NBC's Ron Allen joins Lester Holt with the latest from Connecticut, a state that had some of the highest snow totals.
And along the coast, including among people battered by Superstorm Sandy less than four months ago, flooding was a concern. The snowstorm announced itself with hurricane-force winds and churned up offshore waters.
When the snow finally stopped Saturday afternoon, cities and towns reported eye-popping snow totals — 40 inches in Hampden, Conn., 38 inches in Milford, Conn., and 34 inches in New Haven. Portland, Maine, got almost 32 inches, breaking its record.
Boston reported a hair under 25 inches, placing the storm in that city’s five-worst on record. Concord, N.H., reported 2 feet. Central Park in New York — by afternoon a sledder’s paradise — reported 11.4 inches.

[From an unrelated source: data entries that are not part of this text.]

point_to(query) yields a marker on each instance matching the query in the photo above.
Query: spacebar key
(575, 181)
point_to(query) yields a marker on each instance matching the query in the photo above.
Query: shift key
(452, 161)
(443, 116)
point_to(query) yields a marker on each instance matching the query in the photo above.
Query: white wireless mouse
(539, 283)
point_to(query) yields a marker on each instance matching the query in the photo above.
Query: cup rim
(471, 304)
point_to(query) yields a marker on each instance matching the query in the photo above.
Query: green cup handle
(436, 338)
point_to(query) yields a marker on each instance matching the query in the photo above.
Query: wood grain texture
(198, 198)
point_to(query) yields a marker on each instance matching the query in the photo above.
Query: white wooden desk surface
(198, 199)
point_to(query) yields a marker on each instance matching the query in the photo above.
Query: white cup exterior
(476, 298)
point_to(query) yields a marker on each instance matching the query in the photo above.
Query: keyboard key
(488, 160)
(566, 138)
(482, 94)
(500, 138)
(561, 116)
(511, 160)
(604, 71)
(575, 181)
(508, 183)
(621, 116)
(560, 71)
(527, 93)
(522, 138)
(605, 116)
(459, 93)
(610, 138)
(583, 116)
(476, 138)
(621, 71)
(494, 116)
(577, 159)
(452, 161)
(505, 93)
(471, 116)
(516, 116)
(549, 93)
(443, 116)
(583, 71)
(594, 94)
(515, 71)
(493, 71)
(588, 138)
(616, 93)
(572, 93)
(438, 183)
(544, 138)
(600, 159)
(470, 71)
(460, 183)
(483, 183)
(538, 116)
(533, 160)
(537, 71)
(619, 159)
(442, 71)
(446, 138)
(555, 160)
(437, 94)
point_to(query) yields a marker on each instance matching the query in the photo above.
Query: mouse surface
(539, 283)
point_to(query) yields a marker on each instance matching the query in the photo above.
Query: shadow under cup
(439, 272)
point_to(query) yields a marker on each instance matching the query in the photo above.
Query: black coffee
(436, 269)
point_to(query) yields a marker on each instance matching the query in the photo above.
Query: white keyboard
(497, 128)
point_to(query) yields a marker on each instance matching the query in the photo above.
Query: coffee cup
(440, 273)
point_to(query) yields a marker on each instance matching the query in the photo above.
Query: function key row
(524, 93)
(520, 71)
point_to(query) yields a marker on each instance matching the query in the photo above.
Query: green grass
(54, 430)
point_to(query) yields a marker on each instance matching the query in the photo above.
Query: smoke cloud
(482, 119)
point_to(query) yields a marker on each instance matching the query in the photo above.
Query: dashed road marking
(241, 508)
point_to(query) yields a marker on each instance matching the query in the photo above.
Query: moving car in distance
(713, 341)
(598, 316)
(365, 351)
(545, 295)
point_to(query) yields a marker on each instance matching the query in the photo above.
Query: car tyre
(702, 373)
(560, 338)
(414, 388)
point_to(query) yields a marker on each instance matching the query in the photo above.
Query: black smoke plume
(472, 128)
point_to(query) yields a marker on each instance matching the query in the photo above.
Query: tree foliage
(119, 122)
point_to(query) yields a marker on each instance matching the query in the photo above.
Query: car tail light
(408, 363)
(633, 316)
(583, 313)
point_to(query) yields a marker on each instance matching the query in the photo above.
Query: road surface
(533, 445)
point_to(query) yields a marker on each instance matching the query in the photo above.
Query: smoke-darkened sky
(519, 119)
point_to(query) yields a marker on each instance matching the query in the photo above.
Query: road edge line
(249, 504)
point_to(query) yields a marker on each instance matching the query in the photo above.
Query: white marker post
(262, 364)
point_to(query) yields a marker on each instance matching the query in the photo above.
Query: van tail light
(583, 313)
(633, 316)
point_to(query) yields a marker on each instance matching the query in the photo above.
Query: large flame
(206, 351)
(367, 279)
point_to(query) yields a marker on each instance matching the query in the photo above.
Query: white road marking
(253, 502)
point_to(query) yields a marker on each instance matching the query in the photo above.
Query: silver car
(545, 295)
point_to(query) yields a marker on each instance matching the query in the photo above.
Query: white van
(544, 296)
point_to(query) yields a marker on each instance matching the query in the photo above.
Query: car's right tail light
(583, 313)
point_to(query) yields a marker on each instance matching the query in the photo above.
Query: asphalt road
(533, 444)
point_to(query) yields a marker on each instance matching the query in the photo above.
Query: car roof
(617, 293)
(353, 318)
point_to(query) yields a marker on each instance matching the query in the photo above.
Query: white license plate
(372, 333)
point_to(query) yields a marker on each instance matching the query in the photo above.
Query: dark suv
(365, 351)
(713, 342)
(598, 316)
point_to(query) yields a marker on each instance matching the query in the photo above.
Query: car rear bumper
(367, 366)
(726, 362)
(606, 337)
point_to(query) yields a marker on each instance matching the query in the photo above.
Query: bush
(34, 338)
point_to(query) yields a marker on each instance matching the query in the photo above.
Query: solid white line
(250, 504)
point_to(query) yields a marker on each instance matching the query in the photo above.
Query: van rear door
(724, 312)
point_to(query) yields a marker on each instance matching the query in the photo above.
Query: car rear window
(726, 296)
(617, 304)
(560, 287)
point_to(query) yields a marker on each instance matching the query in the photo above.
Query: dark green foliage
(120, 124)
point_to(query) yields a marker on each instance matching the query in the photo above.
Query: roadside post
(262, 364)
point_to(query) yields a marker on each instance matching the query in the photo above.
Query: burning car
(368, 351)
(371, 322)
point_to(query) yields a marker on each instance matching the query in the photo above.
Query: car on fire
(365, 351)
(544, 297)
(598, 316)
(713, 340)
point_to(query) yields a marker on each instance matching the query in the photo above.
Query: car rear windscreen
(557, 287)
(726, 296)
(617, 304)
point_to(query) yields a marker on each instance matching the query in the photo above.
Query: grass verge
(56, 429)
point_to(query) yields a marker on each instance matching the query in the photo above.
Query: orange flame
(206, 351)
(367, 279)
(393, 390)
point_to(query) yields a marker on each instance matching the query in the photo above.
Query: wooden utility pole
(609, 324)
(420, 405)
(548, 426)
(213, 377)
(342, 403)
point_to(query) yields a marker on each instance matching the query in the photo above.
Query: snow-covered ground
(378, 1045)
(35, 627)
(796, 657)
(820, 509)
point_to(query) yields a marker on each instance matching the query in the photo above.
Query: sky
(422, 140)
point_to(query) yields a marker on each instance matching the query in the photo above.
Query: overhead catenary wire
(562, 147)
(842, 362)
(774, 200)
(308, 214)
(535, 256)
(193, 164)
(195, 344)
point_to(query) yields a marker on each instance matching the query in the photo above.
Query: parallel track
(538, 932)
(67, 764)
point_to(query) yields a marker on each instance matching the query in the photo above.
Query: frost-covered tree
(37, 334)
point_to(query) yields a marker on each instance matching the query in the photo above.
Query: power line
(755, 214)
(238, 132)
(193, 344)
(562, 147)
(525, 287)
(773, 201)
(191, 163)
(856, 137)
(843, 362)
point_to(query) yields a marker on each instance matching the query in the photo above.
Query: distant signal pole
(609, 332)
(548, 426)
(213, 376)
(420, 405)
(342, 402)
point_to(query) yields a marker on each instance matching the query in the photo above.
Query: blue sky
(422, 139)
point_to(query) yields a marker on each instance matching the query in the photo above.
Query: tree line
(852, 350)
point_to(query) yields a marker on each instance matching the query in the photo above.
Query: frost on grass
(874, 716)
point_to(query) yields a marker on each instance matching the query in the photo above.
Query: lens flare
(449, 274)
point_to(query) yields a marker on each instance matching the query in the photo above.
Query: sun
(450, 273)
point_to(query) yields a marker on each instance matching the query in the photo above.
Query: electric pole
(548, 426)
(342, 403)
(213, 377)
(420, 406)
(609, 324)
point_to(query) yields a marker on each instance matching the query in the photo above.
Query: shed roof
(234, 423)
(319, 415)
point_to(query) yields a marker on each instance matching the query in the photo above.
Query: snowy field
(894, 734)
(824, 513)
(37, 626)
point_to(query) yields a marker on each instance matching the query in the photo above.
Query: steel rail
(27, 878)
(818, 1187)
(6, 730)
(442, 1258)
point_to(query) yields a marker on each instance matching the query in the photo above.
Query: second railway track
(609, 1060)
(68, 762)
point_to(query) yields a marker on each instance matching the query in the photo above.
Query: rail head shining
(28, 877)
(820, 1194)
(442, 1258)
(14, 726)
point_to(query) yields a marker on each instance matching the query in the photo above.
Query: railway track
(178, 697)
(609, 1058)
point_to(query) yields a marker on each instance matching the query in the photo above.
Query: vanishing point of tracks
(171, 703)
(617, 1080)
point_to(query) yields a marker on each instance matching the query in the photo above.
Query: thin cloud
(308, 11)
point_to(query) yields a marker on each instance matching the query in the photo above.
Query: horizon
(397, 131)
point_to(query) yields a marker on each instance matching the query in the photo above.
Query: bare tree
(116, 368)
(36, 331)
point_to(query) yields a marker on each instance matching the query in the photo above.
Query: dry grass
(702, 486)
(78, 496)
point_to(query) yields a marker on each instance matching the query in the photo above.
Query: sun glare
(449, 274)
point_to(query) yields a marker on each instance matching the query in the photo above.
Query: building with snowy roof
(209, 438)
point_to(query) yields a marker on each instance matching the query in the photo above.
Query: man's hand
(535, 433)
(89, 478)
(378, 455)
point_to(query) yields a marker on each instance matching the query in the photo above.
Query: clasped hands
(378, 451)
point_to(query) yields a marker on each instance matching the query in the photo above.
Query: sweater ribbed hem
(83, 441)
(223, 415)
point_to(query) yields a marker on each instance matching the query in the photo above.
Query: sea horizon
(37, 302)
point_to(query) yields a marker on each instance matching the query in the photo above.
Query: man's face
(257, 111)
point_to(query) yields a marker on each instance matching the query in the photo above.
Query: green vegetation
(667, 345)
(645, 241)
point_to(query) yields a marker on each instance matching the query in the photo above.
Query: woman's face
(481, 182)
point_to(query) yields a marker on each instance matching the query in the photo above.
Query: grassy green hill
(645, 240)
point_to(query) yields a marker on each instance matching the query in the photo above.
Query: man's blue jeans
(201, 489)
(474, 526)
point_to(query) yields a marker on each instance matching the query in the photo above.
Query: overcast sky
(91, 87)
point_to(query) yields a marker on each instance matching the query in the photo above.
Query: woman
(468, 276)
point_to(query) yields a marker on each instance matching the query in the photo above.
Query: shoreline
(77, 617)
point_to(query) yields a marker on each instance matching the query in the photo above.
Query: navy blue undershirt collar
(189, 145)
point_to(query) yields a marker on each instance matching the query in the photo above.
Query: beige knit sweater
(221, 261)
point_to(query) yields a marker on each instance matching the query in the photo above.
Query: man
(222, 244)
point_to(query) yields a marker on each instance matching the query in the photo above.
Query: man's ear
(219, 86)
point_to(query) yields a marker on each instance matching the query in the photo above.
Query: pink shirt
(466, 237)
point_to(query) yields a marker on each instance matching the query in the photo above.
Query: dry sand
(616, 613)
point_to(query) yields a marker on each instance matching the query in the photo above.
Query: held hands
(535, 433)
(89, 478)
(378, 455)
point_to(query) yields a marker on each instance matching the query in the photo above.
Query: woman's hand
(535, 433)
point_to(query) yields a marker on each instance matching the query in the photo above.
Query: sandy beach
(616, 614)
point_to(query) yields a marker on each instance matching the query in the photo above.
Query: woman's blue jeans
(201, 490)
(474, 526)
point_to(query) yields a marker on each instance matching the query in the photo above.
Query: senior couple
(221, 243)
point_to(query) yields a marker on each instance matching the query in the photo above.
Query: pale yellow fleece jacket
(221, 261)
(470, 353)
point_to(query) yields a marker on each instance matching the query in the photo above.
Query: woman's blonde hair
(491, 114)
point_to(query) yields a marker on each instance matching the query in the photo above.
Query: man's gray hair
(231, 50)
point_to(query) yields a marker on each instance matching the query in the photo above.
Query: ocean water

The National Weather Service recorded peak wind gusts of 83 mph in Cuttyhunk, Mass., the strength of a Category 1 hurricane. There were gusts of 72 mph in Westport, Conn., and 76 mph in East Boston.
On the Long Island Expressway, which looked more like a moonscape than a busy thoroughfare, 60 to 100 cars were stuck in the snow, and police officers worked through the night to free people from cars and get them to safety.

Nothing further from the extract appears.